Em janeiro, fui a festas de amigos. Papos descontraídos,
ainda que resvalando de quando em quando nas atrocidades cometidas por aqueles
afastados do poder pelo voto.
O confinamento havia me deixado meio cabreiro, com um pé
atrás em relação às pessoas. Sempre gostei delas, sou bastante sociável,
principalmente se me chamam para conversas em torno de abobrinhas e outros
quitutes. Mas o afastamento social, num momento em que realidade e mentira foram
intensas e cambiantes, fez com que, isolado, eu construísse um cenário sombrio
sobre o ser humano.
Não tinha expectativa de que todos houvessem se transformado
em direitistas antidemocráticos, mas temia que pudessem ter perdido as manhas
do convívio social.
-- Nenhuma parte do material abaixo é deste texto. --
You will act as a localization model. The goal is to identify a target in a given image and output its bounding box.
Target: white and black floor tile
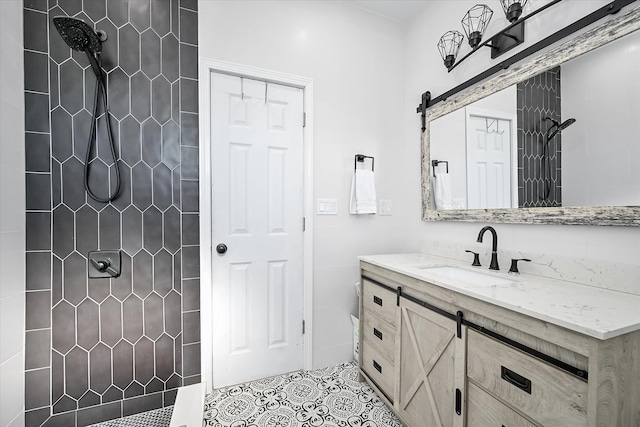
[204,363,403,427]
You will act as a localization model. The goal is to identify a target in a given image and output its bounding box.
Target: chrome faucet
[477,225,500,270]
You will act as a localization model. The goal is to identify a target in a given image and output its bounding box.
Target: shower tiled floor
[204,363,403,427]
[94,362,403,427]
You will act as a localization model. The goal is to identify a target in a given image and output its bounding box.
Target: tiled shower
[24,0,200,426]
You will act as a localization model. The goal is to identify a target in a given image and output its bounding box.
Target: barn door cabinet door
[396,298,466,427]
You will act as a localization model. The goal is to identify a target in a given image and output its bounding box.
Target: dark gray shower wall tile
[180,147,200,180]
[118,24,140,76]
[163,206,181,254]
[24,329,51,371]
[25,173,51,211]
[182,279,200,311]
[153,163,172,211]
[131,71,151,123]
[25,212,51,251]
[182,343,200,377]
[182,214,200,245]
[24,9,49,53]
[182,180,200,213]
[60,61,84,115]
[182,246,200,279]
[26,252,51,291]
[164,291,182,338]
[62,252,87,305]
[180,113,199,147]
[162,34,180,82]
[24,92,49,132]
[155,334,174,381]
[122,206,142,256]
[162,121,180,169]
[142,120,162,167]
[25,132,51,172]
[24,51,49,93]
[53,205,74,258]
[24,368,50,410]
[153,249,173,297]
[77,402,122,427]
[129,0,151,32]
[131,163,152,210]
[143,292,164,342]
[122,392,162,417]
[151,75,171,124]
[119,295,143,344]
[61,156,86,210]
[133,250,153,298]
[142,206,162,254]
[182,311,200,344]
[180,43,198,79]
[180,78,198,113]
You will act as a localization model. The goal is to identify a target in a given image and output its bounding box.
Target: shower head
[53,16,107,54]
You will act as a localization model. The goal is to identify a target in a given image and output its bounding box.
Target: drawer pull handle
[500,366,531,394]
[373,328,382,339]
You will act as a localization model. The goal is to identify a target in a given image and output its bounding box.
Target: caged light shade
[500,0,529,22]
[438,30,464,68]
[462,4,493,49]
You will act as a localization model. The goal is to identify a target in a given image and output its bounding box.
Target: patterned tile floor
[204,362,403,427]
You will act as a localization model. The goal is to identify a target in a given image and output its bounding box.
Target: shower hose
[84,48,120,203]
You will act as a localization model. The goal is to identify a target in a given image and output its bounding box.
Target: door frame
[464,107,520,208]
[198,56,313,392]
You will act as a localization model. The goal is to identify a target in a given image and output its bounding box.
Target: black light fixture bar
[416,0,637,132]
[448,0,562,72]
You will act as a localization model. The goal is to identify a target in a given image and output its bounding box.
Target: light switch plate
[317,199,338,215]
[378,200,392,216]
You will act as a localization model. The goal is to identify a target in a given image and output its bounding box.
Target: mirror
[422,5,640,226]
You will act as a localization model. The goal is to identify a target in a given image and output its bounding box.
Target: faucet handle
[465,249,480,267]
[509,258,531,274]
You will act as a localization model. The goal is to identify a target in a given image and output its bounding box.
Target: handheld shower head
[53,16,107,54]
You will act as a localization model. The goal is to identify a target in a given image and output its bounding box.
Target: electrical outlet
[378,200,392,216]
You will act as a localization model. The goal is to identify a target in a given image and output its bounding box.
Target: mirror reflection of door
[467,112,517,209]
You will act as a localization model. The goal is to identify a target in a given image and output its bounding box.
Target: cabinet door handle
[500,366,531,394]
[373,328,382,340]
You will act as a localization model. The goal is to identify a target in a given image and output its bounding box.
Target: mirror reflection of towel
[433,173,453,210]
[349,169,377,215]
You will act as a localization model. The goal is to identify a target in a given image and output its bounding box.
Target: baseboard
[169,383,207,427]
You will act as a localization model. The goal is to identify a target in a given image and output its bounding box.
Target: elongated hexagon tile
[77,298,100,350]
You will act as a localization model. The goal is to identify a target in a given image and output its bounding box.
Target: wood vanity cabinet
[360,261,640,427]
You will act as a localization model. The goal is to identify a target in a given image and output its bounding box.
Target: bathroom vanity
[359,254,640,427]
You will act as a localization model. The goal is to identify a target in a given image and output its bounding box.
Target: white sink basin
[419,266,513,286]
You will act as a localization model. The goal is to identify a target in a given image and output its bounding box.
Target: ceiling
[344,0,428,22]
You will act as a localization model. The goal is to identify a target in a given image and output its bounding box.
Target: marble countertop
[359,253,640,340]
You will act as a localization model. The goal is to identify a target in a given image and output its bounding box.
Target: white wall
[0,0,25,427]
[561,32,640,206]
[403,0,640,293]
[198,0,420,367]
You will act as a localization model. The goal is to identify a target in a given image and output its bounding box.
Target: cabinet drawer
[360,341,395,399]
[467,382,536,427]
[360,310,396,361]
[467,330,587,427]
[362,279,398,326]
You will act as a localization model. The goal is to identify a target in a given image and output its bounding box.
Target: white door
[467,116,512,209]
[211,73,303,388]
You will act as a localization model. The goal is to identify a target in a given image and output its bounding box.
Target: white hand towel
[349,169,377,215]
[433,173,453,210]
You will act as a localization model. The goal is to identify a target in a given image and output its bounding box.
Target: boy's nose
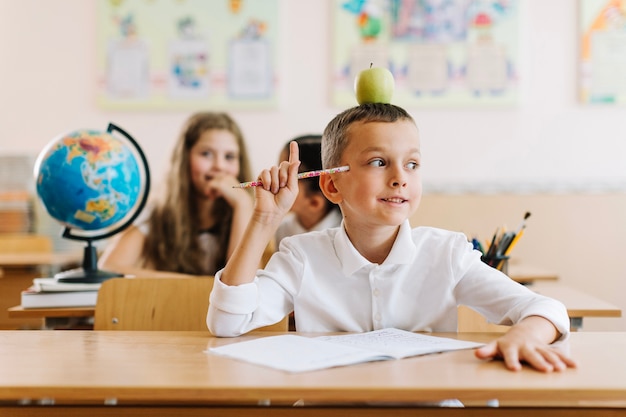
[391,168,407,188]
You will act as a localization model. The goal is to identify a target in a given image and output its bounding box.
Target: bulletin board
[331,0,519,107]
[96,0,280,110]
[579,0,626,105]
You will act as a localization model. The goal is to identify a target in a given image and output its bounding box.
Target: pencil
[233,165,350,188]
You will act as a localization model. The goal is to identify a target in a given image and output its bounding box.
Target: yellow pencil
[504,228,524,256]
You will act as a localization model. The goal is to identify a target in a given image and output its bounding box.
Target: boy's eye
[369,159,385,167]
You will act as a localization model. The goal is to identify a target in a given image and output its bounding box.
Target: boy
[207,104,575,372]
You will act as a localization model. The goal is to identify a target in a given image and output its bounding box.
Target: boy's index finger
[289,140,300,164]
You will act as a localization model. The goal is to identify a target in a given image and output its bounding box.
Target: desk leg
[44,317,93,330]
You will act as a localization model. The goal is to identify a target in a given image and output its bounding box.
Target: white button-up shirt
[207,220,569,338]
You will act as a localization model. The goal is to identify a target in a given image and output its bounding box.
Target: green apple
[354,66,395,104]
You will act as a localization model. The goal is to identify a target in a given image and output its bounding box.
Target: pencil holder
[480,255,509,275]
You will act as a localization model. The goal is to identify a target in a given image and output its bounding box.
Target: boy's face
[326,120,422,227]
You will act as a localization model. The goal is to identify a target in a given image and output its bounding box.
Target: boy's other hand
[475,317,576,372]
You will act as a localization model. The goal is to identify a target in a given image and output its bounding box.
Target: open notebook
[208,328,482,372]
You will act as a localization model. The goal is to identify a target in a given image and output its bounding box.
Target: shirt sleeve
[206,244,302,337]
[454,232,570,340]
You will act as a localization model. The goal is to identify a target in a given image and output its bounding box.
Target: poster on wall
[579,0,626,104]
[331,0,519,107]
[97,0,280,110]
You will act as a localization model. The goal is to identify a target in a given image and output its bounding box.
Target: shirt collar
[334,220,417,276]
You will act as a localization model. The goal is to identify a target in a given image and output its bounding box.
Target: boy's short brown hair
[322,103,415,168]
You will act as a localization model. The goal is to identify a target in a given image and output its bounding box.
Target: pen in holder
[480,255,510,275]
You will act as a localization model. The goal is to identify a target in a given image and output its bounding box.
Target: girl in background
[100,112,253,276]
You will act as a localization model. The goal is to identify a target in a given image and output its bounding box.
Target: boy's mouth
[382,197,408,204]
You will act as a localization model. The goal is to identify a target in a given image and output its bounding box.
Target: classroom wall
[0,0,626,331]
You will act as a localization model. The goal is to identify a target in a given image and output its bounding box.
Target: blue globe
[35,130,145,232]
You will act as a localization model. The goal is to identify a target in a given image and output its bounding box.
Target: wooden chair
[94,276,288,332]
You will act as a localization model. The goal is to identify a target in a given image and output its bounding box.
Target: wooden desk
[507,262,559,284]
[0,252,83,329]
[529,282,622,330]
[0,331,626,417]
[8,280,622,332]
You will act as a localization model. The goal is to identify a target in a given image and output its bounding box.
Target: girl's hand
[254,142,300,219]
[204,174,252,209]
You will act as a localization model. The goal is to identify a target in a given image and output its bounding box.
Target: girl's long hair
[143,112,251,275]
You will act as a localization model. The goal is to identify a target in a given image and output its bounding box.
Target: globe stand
[54,239,124,284]
[35,123,150,283]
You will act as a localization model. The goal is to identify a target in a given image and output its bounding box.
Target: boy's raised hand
[255,141,300,219]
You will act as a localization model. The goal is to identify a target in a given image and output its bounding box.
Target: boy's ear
[320,175,343,204]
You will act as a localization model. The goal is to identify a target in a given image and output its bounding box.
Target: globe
[34,124,150,282]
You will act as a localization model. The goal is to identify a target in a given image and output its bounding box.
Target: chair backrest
[94,276,288,332]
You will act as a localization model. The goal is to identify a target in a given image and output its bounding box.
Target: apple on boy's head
[354,65,395,104]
Depois de dois anos flambado no medo, me parecia impossível
que alguém continuasse falando de um gol, de um rosto bonito, daquele livro
injustamente pouco lido ou de uma saudade escorchante de um tio meio doido,
meio poeta. Ou que se debatesse uma polêmica inconsequente por doze horas e mil
chopes e se cultivassem a ironia e até um certo cinismo.
A boa notícia: nem todos sucumbiram. Os assuntos frívolos, apesar
de tudo, se mantêm vivos como sempre estiveram. Voltar à rua – compartilhar um
chope, uma sessão de cinema, uma caminhada, encontrar um amigo por acaso na
feira ou na porta do banco – redimensiona a vida, esta que é dura, aliás, como é
desde os tempos do pecado original. Temos, é verdade, uma responsabilidade
geracional: cortar o delírio direitista que não só se vale da mentira, como também
cria histórias inverossímeis e as enfia goela abaixo até de gente esclarecida.
Tarefa, no entanto, conciliável com a alegria.
Ainda sabemos rir e sorrir; debochar de nós e do outro. Mantemos
a capacidade de argumentar sobre aquilo que ignoramos. Continuamos um pouco
ingênuos, quase loucos e nem um pouco loucos.